Ms. Johnston shuts her eyes, but otherwise, she doesn't react to the fart noise. “Because I've gone out on a limb so far I can hear people sawing the branch behind me. I wanted to be sure I wasn't as crazy as everyone thinks I am.”

“That sounds like something I'd say,” I tell her as Fred follows the fart with a winning burp, an
excuse me,
and some witchy-sounding laughter.

Ms. Johnston's mouth twitches as she looks at the parrot. Fred goes quiet and poofs out her feathers, one dominant female recognizing another—and maybe surrendering. For now.

When Ms. Johnston turns back to me, she says, “We're too late for this semester, because I had some board members still fence-sitting and putting up objections. With the passage of the law, that'll end. A little arm-twisting—how does January sound?”

“January,” I repeat, beginning to understand, but like before when Branson told me about the law passing, not quite able to believe it's true.

“To start classes.” She nods. “We're solid in the sciences and I assure you, if you're aiming for premed or preveterinary, your scores from Community will get respect at any four-year that takes you.”

She waits, like I'm supposed to say something, but my brain is a total blank.

Ms. Johnston fills in the silence. “Mr. Branson tells me your future might ultimately lie in broadcasting or the music industry, and Community also has a good communications program to give you a start in those areas. Does that interest you?”

I turn to Branson because I know him better and I trust him more. “Is she serious?”

He gives it straight back to me just like he's always done. “Are you?”

That's when I know it's true.

My head buzzes so loud it's hard to hear Ms. Johnston when she's handing me the full application to Community, along with a letter giving me permission to apply, and explaining that I need to fill in every single blank. It's hard to hear Branson, too, when he says he'll help me if I run into any problems on the application questions.

I stand there holding the application, thinking I should make twenty copies of it in case Fred eats a few or I get dirty fingerprints on the pages or something. I don't have a computer in Harper's old house, where I'm living now. A computer would probably fry his decrepit fuse box and burn the place to the ground—plus, it just felt weird to even consider. I don't have a cell yet, either, but that's because I can't afford one on my own and I don't want my parents paying for it. I think I'll start small with the cell. It's less intimidating.

Ms. Johnston steps over to admire some of the flowers on Mrs. Ammonson's grave, obviously giving Branson a moment alone with me.

“How are you, really?” he asks me, the familiar worry lines returning to his forehead. “Holding your own?”

“I'm doing okay so far.” I gesture to the graveyard. “It's a lot of responsibility, but I like being busy. I just—I miss Harper. A lot.”

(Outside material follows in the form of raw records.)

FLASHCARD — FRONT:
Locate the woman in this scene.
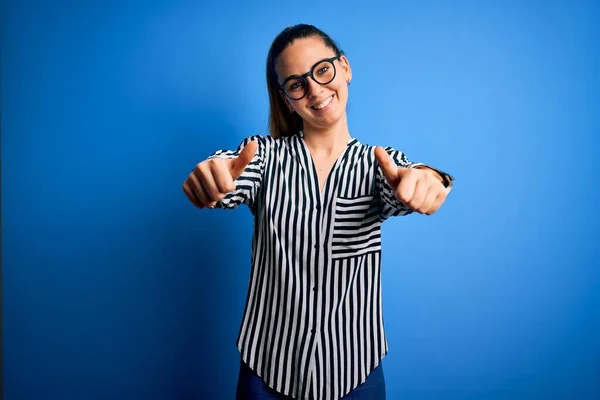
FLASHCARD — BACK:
[183,25,453,400]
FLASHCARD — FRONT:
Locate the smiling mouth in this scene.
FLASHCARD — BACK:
[311,95,333,111]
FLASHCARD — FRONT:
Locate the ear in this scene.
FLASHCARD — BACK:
[279,90,294,112]
[340,56,352,82]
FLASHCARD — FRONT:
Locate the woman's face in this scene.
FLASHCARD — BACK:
[275,36,352,129]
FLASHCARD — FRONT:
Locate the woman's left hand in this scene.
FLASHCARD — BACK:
[375,147,452,215]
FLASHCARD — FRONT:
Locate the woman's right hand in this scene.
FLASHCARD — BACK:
[183,141,258,208]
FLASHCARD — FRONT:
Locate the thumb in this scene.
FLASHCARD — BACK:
[375,146,400,186]
[229,140,258,180]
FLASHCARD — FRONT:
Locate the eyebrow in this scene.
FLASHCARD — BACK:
[283,54,336,83]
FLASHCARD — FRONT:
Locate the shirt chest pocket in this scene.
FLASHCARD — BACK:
[331,194,381,259]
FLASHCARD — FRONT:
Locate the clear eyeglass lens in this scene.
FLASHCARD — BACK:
[285,61,335,99]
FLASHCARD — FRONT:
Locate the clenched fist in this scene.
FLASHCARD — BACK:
[183,141,258,208]
[375,147,451,215]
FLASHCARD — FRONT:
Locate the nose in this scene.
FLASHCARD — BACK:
[306,78,323,97]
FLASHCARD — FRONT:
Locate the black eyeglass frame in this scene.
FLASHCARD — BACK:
[279,54,343,100]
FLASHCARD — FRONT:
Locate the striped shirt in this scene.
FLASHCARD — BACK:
[209,132,452,400]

“Whatever happened with your girl, with Livia?” Branson glances down at his watch, and I know he's checking the date.

My wild excitement about the law and Community College fizzles down to a quiet sort of background joy, and what comes to the front is that sadness again. That deep-down ache that doesn't have an antidote even if I know its name.

Livia.

“Today's her birthday, but she's not here,” I tell Branson. “That's all I know, and I guess that kind of says it all.”

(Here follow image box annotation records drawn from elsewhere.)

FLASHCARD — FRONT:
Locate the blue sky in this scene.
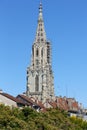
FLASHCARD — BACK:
[0,0,87,107]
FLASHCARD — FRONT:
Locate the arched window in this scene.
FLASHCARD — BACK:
[41,48,43,56]
[32,46,34,56]
[35,75,39,92]
[36,48,39,56]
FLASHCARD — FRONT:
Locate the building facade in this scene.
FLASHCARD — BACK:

He grumbles agreement and looks unhappy on my behalf. Then he makes it a little worse. “How's Marvin?”

“Gone. But he did send me a postcard from a cookie shop near Notre Dame.” I point in the general direction of Indiana, or at least I think it's the right direction.

“What happened to Lee Ann?”

That makes me laugh. “He ended up with a harem those last few months. He was just waiting to turn eighteen, and all the girls he's dating have to prove they're eighteen. He said some of them think he's a dork for being so careful, but he doesn't care.”

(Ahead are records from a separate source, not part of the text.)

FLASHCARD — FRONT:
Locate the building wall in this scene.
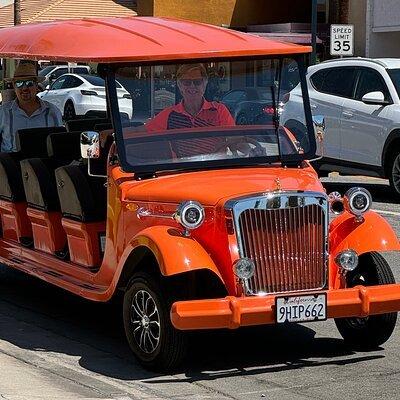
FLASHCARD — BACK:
[137,0,311,27]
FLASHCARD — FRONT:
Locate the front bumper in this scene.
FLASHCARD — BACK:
[171,284,400,330]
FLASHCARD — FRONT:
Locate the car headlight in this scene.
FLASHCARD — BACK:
[344,187,372,217]
[328,192,344,215]
[233,257,256,279]
[335,249,358,271]
[174,201,204,229]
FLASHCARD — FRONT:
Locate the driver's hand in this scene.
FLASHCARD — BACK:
[229,142,253,157]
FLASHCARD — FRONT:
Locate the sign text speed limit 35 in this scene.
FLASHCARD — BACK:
[331,25,354,56]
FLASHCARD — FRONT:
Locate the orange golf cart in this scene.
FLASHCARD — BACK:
[0,17,400,369]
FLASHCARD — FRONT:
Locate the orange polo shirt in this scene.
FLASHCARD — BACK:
[146,100,235,157]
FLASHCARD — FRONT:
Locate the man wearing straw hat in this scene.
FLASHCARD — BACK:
[0,63,62,153]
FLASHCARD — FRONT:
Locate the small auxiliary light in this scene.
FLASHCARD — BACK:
[335,249,358,272]
[174,200,205,234]
[233,257,256,279]
[344,187,372,219]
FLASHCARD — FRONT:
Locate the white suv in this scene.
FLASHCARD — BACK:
[281,58,400,195]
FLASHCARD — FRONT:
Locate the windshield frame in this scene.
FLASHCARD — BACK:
[102,54,317,176]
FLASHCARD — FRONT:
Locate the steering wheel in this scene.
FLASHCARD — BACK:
[215,137,267,158]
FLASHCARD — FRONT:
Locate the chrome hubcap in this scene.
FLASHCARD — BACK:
[131,290,160,354]
[392,155,400,193]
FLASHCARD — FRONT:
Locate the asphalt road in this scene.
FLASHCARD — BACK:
[0,178,400,400]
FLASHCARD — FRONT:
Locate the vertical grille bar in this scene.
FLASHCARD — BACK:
[239,204,326,293]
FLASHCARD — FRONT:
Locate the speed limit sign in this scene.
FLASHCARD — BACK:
[331,25,354,56]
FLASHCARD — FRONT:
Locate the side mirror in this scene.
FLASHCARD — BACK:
[361,92,389,106]
[81,131,100,159]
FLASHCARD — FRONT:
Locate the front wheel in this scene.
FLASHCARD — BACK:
[335,252,397,349]
[389,153,400,197]
[123,273,187,371]
[64,100,76,121]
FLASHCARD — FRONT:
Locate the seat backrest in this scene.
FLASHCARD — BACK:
[65,118,110,132]
[16,126,66,159]
[47,131,81,162]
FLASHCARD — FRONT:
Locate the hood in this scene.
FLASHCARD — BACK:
[123,166,324,206]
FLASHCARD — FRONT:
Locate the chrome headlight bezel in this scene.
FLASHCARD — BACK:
[174,200,205,230]
[343,187,372,217]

“Good for him. I know that whole mess took a toll on all of you. I'm glad you're moving past it.” Branson's smile is back, and he glances toward Ms. Johnston, who's sniffing roses.

“His postcard said he'll pick me up for a visit, but I don't want him to.” I turn back to the grave I was working on so I'm not looking right at Branson. “I don't know how Notre Dame will feel about having me on campus.”